Word for the Wise November 15, 2006 Broadcast Topic: Than and from
We were asked if saying a different path than (rather than a different path from) is proper English. Since we would opt for a different path than over a different path from, we set down the prepositional path. (来源：www.EnglishCN.com)
We begin with from, which is most definitely a preposition, and which is used as a function word with three primary purposes: to indicate a starting point of a physical movement, in measuring or reckoning, or in a statement of limits (as when we say a week from today); to indicate physical separation or an act of removal, abstention, exclusion, release, subtraction, or differentiation (this is where a different path from fits in); and to indicate the source, cause, agent, or basis (as in a letter from a listener).

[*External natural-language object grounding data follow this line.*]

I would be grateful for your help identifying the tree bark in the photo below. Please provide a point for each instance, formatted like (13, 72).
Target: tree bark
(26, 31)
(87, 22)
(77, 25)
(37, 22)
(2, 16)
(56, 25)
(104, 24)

Than, in contrast, has a well-established position as a conjunction, where it is used as a function word indicating the second member or a difference (older than I am, for example). Its usefulness as a preposition went unremarked upon for the first two centuries of its admittedly occasional existence. Then, in the 1700s, grammarians began debating its validity. These days, commentators and lexicographers agree the prepositional than has an established sense meaning "in comparison with" (that’s why the comparative different path than) works. But they have also come to these inconsistent conclusions about the prepositional than: than whom is standard, if clumsy; than me may be acceptable in speech; and than her, than him, and than them all raise eyebrows.